College Football
Leaky run defense remains problematic for Tennessee
College Football

Leaky run defense remains problematic for Tennessee

Updated Mar. 5, 2020 1:57 a.m. ET

KNOXVILLE, Tenn. (AP) — Tennessee's defense enters the final month of the regular season trying to solve a familiar problem.

The Volunteers still can't stop the run.

Tennessee (3-5) has yielded 200-plus yards rushing in four of its last five games and is allowing 4.8 yards per carry heading into its matchup with Charlotte (4-4) on Saturday. Mississippi is the only Southeastern Conference team yielding more yards per rush .

Improving that run defense is critical to Tennessee's hopes of earning a bowl bid. The Vols must win three of their last four games to become bowl eligible .


"We've just got to focus on our gaps and just build a wall," linebacker Daniel Bituli said.

Tennessee's vulnerability to rushing attacks became particularly apparent last week in a 27-24 loss at South Carolina as the Gamecocks rushed for 224 yards on 40 carries. South Carolina had averaged 110.7 yards rushing and 3.3 yards per carry in the three games leading up that one.

"They really just took it to us, and we really didn't have an answer for them," defensive end Kyle Phillips said.

This problem isn't anything new for Tennessee.

Tennessee ranked 125th out of 129 Football Bowl Subdivision programs in run defense last season , when it allowed the most yards rushing per game (251.3) and yards per carry (5.4) of any SEC team.

The Vols haven't finished a season ranked in the top half of the SEC in run defense since 2008, the last year of Phillip Fulmer's coaching tenure. Three coaches have come and gone since then.

Tennessee finished eighth out of 12 SEC teams in run defense during Lane Kiffin's lone season on the job. It never ranked higher than eighth in any of Derek Dooley's three seasons, even as the SEC expanded to 14 teams in 2012. Tennessee never got above ninth in run defense during Butch Jones' five-year tenure and hit bottom last season.

The Vols have been counting on first-year coach and former Alabama defensive coordinator Jeremy Pruitt to change that. Alabama led all FBS teams in scoring defense and total defense last year during its national title run .

But he's not working with nearly as much talent at Tennessee as his players to adjust to a new scheme. Tennessee has allowed 169.8 yards rushing per game to rank 11th in the SEC .

Tennessee has a senior-laden defensive line, but it lacks depth at linebacker and has plenty of youth in the secondary, particularly with an ankle injury sidelining senior safety Micah Abernathy for the last three games.

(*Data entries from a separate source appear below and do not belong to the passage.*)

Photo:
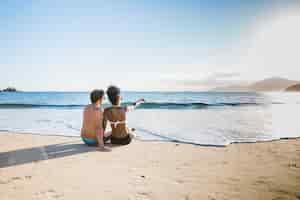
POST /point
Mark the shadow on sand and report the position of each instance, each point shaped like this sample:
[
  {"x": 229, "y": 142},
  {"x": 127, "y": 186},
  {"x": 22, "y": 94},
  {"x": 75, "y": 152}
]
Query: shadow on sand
[{"x": 35, "y": 154}]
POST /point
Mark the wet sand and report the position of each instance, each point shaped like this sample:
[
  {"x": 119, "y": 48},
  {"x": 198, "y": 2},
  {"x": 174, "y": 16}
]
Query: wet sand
[{"x": 51, "y": 167}]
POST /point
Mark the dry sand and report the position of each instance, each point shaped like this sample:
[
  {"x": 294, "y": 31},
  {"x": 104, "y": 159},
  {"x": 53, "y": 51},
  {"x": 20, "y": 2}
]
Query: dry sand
[{"x": 50, "y": 167}]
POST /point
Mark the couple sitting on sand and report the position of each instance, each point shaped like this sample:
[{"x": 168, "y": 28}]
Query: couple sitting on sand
[{"x": 95, "y": 119}]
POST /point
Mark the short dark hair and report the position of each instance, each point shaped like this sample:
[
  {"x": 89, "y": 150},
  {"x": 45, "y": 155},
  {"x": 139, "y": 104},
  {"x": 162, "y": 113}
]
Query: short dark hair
[
  {"x": 96, "y": 95},
  {"x": 113, "y": 92}
]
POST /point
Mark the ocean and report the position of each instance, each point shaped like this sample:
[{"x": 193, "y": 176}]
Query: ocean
[{"x": 203, "y": 118}]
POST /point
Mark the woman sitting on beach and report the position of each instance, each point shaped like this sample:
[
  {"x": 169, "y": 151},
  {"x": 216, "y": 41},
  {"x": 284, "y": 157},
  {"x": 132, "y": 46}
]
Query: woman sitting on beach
[
  {"x": 116, "y": 115},
  {"x": 92, "y": 132}
]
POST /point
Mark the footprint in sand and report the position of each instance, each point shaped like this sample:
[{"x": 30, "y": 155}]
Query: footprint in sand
[
  {"x": 143, "y": 195},
  {"x": 49, "y": 194}
]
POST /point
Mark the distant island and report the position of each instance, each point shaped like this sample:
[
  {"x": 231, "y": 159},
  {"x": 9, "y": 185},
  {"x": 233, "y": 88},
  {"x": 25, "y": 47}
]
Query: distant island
[
  {"x": 267, "y": 85},
  {"x": 9, "y": 89},
  {"x": 293, "y": 88}
]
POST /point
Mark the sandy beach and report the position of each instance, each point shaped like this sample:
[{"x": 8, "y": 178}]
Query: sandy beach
[{"x": 51, "y": 167}]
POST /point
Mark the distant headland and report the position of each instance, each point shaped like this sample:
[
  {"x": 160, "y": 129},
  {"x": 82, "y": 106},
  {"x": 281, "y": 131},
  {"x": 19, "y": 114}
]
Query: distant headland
[
  {"x": 267, "y": 85},
  {"x": 9, "y": 89}
]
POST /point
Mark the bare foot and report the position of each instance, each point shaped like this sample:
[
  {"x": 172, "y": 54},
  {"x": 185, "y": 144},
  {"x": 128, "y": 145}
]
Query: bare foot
[{"x": 103, "y": 149}]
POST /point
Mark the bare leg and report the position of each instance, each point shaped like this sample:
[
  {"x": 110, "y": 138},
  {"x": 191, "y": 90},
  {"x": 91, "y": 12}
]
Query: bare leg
[{"x": 99, "y": 135}]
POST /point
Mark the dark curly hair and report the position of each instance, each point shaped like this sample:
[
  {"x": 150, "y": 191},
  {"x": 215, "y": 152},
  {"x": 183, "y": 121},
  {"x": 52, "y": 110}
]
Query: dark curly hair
[
  {"x": 96, "y": 95},
  {"x": 113, "y": 92}
]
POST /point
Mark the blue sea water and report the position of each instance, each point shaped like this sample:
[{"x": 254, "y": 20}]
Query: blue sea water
[{"x": 205, "y": 118}]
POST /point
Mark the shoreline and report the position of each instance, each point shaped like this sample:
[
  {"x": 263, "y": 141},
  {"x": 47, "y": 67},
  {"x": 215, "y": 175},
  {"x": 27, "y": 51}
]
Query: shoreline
[
  {"x": 163, "y": 141},
  {"x": 57, "y": 167}
]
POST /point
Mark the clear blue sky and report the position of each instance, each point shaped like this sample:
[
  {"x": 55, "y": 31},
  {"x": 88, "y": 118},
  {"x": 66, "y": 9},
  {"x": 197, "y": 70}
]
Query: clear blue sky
[{"x": 79, "y": 45}]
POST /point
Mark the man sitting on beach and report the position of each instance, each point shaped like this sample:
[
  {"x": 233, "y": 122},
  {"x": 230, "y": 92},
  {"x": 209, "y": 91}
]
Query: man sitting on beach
[
  {"x": 92, "y": 132},
  {"x": 116, "y": 116}
]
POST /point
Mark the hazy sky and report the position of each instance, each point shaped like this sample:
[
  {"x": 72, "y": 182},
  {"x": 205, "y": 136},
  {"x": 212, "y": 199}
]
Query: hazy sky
[{"x": 146, "y": 45}]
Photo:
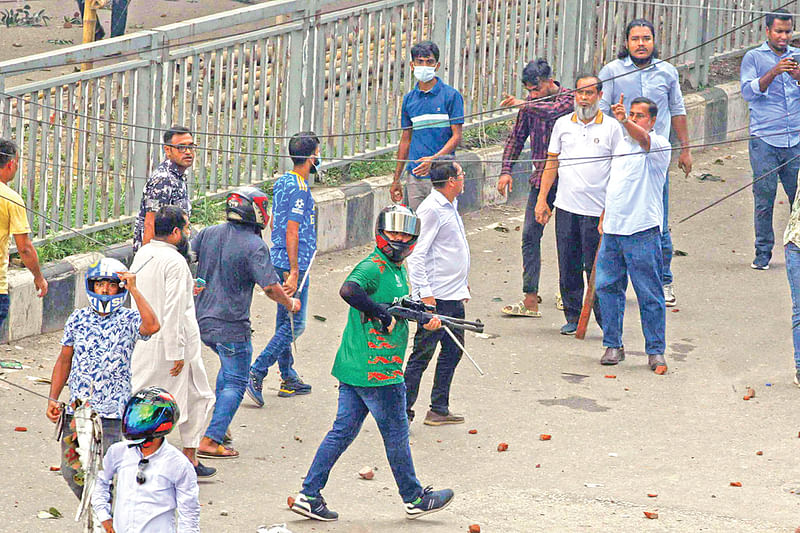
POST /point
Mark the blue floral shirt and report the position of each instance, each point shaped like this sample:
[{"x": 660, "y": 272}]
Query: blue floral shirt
[{"x": 101, "y": 359}]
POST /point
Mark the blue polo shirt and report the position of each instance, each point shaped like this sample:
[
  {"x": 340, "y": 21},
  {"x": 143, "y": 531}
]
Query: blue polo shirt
[
  {"x": 291, "y": 200},
  {"x": 430, "y": 114}
]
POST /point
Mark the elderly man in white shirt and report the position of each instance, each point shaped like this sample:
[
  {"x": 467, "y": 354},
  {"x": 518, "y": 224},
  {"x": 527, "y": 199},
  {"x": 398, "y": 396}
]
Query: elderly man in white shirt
[
  {"x": 438, "y": 268},
  {"x": 585, "y": 141},
  {"x": 631, "y": 226}
]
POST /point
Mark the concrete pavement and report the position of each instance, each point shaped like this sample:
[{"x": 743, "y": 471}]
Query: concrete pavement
[{"x": 684, "y": 436}]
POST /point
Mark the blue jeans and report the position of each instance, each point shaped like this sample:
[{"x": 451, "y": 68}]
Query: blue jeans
[
  {"x": 666, "y": 240},
  {"x": 637, "y": 255},
  {"x": 763, "y": 158},
  {"x": 793, "y": 273},
  {"x": 388, "y": 406},
  {"x": 279, "y": 347},
  {"x": 234, "y": 358}
]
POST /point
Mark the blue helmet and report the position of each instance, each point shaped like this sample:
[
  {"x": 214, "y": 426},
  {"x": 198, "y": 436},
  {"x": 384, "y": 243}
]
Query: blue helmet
[
  {"x": 105, "y": 269},
  {"x": 150, "y": 413}
]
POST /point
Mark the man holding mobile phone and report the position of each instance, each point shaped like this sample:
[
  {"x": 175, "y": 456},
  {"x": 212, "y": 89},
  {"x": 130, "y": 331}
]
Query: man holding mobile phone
[{"x": 769, "y": 81}]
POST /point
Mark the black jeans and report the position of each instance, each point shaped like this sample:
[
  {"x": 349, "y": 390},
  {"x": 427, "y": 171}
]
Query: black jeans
[
  {"x": 577, "y": 239},
  {"x": 531, "y": 242},
  {"x": 119, "y": 19},
  {"x": 424, "y": 346}
]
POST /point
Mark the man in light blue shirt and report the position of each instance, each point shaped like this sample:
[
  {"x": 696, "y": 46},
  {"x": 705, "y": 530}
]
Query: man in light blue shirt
[
  {"x": 769, "y": 78},
  {"x": 637, "y": 73}
]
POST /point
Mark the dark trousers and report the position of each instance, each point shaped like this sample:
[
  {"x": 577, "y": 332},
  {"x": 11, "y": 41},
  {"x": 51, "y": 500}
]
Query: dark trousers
[
  {"x": 576, "y": 239},
  {"x": 531, "y": 242},
  {"x": 119, "y": 19},
  {"x": 424, "y": 346}
]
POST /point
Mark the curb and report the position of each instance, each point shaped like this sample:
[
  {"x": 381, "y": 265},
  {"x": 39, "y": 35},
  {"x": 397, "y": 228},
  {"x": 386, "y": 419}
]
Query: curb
[{"x": 345, "y": 215}]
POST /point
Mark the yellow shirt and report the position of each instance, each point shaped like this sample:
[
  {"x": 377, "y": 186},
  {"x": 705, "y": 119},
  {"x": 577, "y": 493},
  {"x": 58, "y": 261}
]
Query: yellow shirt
[{"x": 13, "y": 221}]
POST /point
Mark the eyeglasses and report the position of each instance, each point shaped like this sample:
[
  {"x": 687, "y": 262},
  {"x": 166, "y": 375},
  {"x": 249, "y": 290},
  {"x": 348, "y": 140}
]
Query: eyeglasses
[
  {"x": 140, "y": 479},
  {"x": 183, "y": 148}
]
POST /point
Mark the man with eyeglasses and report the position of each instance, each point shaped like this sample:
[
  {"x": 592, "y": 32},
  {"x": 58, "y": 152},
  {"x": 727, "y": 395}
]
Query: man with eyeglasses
[
  {"x": 438, "y": 268},
  {"x": 547, "y": 102},
  {"x": 167, "y": 184}
]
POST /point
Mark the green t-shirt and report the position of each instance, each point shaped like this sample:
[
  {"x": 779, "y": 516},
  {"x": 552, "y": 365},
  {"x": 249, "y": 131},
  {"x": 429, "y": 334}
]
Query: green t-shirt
[{"x": 367, "y": 357}]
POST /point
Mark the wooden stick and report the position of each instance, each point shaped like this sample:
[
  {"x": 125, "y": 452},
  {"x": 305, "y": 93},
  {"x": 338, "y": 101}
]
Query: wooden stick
[{"x": 588, "y": 298}]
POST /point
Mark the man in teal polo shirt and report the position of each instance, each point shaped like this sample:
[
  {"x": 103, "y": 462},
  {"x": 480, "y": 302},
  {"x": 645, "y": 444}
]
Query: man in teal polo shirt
[
  {"x": 432, "y": 117},
  {"x": 369, "y": 367}
]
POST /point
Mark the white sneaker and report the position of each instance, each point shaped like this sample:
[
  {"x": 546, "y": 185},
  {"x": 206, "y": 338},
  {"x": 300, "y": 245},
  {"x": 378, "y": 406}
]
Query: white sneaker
[{"x": 669, "y": 296}]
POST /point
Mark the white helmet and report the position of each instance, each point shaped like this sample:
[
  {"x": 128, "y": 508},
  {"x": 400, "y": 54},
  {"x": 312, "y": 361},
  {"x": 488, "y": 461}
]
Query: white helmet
[{"x": 105, "y": 269}]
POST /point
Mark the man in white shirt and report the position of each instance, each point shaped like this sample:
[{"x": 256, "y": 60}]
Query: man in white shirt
[
  {"x": 438, "y": 268},
  {"x": 631, "y": 225},
  {"x": 585, "y": 141}
]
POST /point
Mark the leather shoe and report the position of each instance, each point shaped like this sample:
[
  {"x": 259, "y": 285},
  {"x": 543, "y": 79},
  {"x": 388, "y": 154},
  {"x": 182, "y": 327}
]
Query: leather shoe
[
  {"x": 613, "y": 356},
  {"x": 657, "y": 363}
]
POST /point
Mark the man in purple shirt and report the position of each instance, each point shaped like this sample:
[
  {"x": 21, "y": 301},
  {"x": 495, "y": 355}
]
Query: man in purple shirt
[{"x": 535, "y": 119}]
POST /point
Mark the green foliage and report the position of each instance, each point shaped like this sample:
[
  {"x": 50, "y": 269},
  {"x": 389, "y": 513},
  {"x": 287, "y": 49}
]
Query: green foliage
[{"x": 23, "y": 16}]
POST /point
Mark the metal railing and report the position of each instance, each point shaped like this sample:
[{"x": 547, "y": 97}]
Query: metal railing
[{"x": 89, "y": 140}]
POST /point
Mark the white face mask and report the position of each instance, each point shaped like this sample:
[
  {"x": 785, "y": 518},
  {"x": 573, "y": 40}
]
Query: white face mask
[{"x": 424, "y": 74}]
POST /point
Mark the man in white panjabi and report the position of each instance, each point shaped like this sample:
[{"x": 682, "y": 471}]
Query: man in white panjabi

The Vols allowed just 126 yards on 34 carries in a 30-24 victory over Auburn that marks their lone SEC victory. In its four SEC losses, Tennessee has allowed 223.5 yards rushing per game and 5.4 yards per carry.

Tennessee remains confident it can fix its run defense.

"I think if we just focus on what we need to focus on and play our keys the right way, I feel like we can stop anybody," defensive end Alexis Johnson said.

Tennessee goes outside SEC competition this week to face Charlotte, a Conference USA program that has averaged just 3.35 yards per carry as a team . But the 49ers have a quality running back in Benny LeMay, who has run for 745 yards while gaining 5.3 yards per carry.

Charlotte coach Brad Lambert praised the physical nature of Tennessee's defense and said his 49ers will have their hands full attempting to establish the run.

"It's a huge challenge for our offensive line to block the guys on their front seven," Lambert said. "They're just a big, physical group. That will be the biggest challenge. (Tennessee's) problem's been their schedule. You look at the last five or six games, that's a pretty good gauntlet to run."